Volvamos al inicio, no se trata de que Alberto escuche a Máximo, o que se junte con Cristina, se trata de instituir un orden en el que Alberto y Máximo se escuchen entre sí, claro, pero también ambos escuchen a Jorge Capitanich o a Alicia Kirchner, gobernadores que, aún con sus matices, no se opusieron al acuerdo con el FMI. Tampoco se trata de repartir los ministerios, las secretarías y subsecretarías entre los diversos integrantes de la alianza, como si ello garantizara que las políticas implementadas sean “de la alianza”, y no fuese a instaurar un sistema de vetos cruzados entre dichos integrantes. Se trata, antes bien, de que las decisiones sean un producto del movimiento entre las fuerzas centrífugas y centrípetas, pues reunir a los diferentes en pos de objetivos colectivos comunes es un pilar de la actividad política democrática.
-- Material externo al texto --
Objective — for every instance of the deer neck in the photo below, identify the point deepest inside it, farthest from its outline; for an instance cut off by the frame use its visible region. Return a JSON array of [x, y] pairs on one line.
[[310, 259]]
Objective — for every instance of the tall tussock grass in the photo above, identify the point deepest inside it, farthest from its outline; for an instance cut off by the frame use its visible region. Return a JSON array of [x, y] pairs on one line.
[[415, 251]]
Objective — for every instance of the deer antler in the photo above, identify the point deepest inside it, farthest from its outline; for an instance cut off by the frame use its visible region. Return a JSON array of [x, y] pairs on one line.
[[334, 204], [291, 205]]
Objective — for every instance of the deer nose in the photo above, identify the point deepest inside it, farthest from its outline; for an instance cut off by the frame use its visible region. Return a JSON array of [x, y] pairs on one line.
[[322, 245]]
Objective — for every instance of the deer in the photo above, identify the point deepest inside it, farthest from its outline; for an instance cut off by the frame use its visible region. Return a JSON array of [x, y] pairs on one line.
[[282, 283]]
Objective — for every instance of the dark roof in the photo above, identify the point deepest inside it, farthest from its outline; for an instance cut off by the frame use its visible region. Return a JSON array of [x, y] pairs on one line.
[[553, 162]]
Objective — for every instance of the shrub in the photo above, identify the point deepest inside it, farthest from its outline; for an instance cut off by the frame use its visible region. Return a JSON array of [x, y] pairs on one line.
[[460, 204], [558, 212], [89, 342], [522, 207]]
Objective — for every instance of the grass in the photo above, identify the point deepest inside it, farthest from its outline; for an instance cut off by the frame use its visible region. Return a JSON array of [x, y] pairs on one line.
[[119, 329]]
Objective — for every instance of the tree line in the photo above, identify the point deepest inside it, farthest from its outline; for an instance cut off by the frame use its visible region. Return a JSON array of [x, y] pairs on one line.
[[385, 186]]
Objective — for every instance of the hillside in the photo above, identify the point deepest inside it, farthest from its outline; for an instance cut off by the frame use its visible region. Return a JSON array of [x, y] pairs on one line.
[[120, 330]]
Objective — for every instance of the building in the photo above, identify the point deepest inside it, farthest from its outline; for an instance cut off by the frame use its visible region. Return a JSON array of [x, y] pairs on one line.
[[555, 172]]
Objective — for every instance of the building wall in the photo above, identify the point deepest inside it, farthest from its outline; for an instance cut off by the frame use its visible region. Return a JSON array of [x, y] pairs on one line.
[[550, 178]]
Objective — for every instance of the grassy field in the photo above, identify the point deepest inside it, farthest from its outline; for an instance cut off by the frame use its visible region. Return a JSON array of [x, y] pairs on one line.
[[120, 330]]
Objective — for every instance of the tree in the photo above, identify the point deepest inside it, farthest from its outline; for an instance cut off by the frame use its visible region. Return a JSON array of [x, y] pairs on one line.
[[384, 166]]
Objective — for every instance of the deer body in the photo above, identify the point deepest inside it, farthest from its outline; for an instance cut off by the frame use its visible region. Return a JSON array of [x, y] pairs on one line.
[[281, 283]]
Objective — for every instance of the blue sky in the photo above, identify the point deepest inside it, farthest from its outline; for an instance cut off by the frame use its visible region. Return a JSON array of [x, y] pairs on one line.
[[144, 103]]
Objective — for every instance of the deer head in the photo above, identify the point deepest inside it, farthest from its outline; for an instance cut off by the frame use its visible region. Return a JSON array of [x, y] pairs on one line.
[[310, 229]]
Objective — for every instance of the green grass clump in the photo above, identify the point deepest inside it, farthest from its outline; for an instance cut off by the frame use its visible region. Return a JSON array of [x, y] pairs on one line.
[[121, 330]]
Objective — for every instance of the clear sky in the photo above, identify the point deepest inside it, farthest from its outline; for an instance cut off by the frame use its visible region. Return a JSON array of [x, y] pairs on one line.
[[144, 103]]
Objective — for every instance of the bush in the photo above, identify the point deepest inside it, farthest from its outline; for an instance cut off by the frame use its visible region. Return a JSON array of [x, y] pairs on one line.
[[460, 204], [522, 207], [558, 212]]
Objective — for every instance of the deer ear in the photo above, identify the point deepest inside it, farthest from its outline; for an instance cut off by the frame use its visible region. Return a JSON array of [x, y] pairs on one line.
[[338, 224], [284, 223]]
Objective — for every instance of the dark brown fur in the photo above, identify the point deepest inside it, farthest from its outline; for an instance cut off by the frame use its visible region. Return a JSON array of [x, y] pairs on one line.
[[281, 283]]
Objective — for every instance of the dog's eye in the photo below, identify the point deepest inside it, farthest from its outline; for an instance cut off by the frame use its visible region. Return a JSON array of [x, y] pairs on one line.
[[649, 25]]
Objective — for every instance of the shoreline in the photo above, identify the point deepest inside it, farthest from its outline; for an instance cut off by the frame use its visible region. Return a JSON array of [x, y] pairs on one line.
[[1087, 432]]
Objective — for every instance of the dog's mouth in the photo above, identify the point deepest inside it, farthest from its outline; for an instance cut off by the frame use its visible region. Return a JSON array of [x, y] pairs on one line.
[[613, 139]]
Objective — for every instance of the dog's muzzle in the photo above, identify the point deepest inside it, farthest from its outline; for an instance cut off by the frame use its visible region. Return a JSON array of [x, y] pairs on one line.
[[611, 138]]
Aún cuando la presidencia sea un cargo unipersonal, las políticas de gobierno no tienen por qué caer en la tentación del Uno. El problema no es conseguir la unidad, antes bien, es un riesgo alcanzarla. Riesgo que ha de ser evitado tanto como aquel otro de desintegrarnos en grupos diferentes, lo cual es también instaurar a cada uno como su propio (y pequeño) Uno. Decidir en el vacío, novedosa situación para la política argentina, presenta la oportunidad de democratizar la decisión.